In the early 1900s, the Packard Motor Car Company generated a slogan to entice buyers. “Ask the man who owns one” became a powerful tagline, one that contributed to the company’s reputation as manufacturing the dominant luxury vehicle in that era. What Packard seemed to understand is that personal testimony is compelling to the hearer: a friend’s satisfaction with a product is a powerful endorsement.
Sharing with others our personal experiences of God’s goodness to us also makes an impact. God invites us to declare our gratitude and joy not only to Him but also to those around us (Psalm 66:1). The psalmist eagerly shared in his song the forgiveness God granted him when he turned from his sins (vv. 18–20).
God has done amazing works in the course of history, such as parting the waters of the Red Sea (v. 6). He also does amazing work in each of our personal lives: giving us hope in the midst of suffering, giving us the Holy Spirit to understand His Word, and providing for our daily needs. When we share with others our personal experiences of God’s work in our lives, we’re giving something of much greater value than an endorsement of a particular purchase—we’re acknowledging God’s goodness and encouraging one another along the journey of life.
Who can you tell about God’s work in your life? What story can you share?

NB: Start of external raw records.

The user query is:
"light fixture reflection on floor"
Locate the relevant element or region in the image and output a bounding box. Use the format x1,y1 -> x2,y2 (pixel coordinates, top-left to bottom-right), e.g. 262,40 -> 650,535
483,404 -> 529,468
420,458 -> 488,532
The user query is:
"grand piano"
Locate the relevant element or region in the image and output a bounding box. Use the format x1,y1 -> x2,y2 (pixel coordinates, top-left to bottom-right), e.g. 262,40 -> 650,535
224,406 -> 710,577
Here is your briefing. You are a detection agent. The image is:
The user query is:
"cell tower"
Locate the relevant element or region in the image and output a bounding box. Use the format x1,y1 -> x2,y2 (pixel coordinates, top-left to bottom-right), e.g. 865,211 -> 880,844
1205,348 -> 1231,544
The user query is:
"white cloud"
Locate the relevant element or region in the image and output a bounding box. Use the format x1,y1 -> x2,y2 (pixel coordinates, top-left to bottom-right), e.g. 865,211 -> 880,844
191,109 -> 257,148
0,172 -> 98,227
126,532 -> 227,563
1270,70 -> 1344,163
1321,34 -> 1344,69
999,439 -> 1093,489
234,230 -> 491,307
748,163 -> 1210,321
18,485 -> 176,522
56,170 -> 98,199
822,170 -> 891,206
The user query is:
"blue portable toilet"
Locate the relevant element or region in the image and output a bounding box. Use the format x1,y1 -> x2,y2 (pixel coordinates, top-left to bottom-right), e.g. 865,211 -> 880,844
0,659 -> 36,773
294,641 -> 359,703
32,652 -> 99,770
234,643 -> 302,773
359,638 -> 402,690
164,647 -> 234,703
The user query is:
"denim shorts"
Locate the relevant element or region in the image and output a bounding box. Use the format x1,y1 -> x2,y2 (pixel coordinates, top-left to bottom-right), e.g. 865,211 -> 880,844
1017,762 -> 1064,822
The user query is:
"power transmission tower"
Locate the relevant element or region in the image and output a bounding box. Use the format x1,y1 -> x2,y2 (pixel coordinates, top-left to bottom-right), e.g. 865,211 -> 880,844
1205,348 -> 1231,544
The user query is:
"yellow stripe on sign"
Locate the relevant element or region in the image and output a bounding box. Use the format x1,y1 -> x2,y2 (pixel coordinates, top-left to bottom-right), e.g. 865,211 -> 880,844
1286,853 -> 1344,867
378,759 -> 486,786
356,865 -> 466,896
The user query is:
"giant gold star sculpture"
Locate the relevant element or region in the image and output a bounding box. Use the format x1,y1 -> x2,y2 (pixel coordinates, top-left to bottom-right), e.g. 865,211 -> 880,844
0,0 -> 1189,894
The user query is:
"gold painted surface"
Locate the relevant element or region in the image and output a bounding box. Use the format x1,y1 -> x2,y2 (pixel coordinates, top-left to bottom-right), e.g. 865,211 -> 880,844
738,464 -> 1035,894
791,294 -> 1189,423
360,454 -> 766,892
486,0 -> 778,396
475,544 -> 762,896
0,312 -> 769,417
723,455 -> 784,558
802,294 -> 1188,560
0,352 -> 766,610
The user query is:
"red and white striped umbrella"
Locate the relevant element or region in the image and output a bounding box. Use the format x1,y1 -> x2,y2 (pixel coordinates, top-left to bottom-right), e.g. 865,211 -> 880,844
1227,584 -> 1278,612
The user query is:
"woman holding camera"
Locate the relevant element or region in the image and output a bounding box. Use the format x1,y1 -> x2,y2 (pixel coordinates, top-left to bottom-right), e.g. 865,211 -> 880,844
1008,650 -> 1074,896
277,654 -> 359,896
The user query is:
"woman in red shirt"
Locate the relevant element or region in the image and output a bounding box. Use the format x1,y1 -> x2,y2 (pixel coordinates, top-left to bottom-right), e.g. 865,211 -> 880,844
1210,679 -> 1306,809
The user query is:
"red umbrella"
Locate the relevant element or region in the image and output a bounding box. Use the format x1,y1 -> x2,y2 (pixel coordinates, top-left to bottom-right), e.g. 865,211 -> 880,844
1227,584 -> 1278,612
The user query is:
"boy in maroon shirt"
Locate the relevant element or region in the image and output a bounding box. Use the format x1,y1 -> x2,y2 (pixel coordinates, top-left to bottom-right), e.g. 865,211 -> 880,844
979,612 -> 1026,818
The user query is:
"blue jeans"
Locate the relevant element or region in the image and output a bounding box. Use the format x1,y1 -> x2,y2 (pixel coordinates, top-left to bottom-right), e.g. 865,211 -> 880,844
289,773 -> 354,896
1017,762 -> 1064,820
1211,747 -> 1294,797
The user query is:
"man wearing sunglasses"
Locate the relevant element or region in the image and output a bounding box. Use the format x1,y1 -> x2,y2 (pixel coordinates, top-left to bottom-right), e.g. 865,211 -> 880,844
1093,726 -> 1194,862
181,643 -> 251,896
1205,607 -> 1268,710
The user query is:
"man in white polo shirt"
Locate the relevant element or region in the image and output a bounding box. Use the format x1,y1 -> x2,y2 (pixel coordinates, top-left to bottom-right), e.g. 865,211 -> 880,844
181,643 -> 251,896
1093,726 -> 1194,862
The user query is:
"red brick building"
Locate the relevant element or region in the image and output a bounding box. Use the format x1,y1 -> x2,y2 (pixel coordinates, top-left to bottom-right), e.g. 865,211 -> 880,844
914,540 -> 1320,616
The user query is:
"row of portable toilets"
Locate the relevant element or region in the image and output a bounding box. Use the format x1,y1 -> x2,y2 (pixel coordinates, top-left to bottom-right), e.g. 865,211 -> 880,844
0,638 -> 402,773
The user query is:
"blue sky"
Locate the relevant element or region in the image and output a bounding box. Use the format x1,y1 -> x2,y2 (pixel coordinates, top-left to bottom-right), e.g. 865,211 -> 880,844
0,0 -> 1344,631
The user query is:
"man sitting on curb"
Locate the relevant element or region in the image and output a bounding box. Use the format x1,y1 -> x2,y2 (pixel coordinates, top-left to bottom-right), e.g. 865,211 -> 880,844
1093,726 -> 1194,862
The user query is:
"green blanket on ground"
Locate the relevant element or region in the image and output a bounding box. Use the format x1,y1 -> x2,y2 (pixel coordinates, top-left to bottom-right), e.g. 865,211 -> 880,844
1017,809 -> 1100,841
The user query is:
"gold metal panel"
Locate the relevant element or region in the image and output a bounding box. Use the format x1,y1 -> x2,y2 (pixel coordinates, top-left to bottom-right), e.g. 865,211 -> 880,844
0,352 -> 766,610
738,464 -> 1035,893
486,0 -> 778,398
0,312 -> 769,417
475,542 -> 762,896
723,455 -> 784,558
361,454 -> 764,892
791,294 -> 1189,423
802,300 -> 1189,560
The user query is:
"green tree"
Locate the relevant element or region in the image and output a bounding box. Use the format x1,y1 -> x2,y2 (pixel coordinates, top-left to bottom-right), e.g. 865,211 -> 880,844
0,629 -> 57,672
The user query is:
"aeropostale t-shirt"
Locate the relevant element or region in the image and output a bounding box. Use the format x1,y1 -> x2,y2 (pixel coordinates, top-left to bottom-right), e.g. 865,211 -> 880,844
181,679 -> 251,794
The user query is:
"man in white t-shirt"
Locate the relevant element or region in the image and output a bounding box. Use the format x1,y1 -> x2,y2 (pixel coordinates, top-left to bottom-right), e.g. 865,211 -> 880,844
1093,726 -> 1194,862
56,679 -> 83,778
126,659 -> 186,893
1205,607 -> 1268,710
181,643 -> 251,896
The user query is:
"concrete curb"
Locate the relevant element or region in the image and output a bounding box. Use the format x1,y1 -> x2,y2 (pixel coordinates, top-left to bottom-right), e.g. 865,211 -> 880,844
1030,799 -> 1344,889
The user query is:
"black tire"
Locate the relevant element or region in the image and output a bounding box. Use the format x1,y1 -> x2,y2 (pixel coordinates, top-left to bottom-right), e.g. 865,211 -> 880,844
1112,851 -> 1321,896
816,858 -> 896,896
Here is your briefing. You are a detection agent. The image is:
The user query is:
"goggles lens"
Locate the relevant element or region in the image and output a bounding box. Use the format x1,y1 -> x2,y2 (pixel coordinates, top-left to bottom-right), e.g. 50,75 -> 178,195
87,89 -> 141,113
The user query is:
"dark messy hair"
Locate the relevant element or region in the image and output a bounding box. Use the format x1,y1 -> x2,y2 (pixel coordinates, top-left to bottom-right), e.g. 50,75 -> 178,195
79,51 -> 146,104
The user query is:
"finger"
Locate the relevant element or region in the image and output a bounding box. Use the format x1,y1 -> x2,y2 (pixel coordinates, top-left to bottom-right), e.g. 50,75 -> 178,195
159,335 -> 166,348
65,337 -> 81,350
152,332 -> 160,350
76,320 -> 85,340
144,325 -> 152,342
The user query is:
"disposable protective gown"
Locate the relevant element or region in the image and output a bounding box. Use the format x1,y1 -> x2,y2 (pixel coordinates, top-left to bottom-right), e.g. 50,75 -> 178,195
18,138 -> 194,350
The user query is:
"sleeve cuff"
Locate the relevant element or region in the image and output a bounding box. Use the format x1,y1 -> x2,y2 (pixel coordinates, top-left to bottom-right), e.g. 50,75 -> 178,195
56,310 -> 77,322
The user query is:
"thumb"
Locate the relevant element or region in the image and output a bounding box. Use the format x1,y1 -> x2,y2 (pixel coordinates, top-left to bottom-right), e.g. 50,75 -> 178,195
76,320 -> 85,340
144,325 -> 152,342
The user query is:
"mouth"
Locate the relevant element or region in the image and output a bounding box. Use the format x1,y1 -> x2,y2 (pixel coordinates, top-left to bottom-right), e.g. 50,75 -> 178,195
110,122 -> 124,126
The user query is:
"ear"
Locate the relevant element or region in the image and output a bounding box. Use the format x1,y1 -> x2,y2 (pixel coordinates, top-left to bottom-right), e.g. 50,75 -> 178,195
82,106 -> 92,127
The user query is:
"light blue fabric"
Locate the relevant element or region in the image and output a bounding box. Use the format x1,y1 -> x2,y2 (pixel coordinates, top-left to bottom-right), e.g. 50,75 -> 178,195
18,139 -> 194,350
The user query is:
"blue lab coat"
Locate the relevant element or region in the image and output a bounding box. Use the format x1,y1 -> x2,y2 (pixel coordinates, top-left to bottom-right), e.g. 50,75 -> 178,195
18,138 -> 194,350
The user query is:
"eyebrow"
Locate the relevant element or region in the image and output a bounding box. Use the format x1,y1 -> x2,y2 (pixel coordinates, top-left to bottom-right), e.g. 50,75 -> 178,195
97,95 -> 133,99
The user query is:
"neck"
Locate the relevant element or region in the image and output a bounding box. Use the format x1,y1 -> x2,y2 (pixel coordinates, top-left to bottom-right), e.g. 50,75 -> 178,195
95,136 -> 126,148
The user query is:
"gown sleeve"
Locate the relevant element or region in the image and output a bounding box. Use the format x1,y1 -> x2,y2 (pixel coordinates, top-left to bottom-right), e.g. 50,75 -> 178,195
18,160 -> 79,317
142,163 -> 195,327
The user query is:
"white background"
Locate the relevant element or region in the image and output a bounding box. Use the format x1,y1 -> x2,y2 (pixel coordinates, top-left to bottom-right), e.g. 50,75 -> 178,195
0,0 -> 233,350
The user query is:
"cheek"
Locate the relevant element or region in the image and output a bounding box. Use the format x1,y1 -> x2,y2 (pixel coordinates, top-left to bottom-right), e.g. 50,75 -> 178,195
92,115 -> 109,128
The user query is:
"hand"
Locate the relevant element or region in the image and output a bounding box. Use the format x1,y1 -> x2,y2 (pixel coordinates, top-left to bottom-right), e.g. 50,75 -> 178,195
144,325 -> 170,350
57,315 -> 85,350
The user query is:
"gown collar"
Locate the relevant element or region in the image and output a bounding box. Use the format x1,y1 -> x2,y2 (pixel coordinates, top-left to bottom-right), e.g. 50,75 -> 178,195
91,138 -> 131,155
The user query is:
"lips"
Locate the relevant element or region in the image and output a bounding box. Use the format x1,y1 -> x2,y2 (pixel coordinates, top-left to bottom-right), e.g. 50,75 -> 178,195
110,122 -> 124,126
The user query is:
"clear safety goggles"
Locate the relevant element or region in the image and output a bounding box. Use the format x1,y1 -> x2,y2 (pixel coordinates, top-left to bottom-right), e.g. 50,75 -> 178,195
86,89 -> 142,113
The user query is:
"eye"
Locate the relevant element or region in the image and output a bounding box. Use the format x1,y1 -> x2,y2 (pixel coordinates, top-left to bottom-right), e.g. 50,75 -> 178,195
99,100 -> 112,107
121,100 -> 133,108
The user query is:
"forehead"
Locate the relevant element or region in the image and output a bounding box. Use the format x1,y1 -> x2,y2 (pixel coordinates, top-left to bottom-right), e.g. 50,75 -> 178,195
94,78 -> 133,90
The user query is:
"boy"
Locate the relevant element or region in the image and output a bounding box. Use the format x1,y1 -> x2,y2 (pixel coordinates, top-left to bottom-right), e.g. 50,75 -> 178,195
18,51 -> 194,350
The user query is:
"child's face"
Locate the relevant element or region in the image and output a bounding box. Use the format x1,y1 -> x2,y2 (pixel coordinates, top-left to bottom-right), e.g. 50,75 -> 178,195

The psalmist writes pointedly about God’s direct role in the bad things that happened to His people (Psalm 66:10–12). This is in no way an accusation against God; rather, it’s an acknowledgment of His love. God had orchestrated those things in order to gain their attention. Without that intervention, they would have continued in their destructive behavior. But before the psalmist makes this point, he invites “all the earth” (v. 1) and “all peoples” (v. 8) to sing God’s praises. In other words, this songwriter is calling on the whole world to join him in praising the One worthy of all praise. God’s plan all along had been for His people to point all peoples to Him.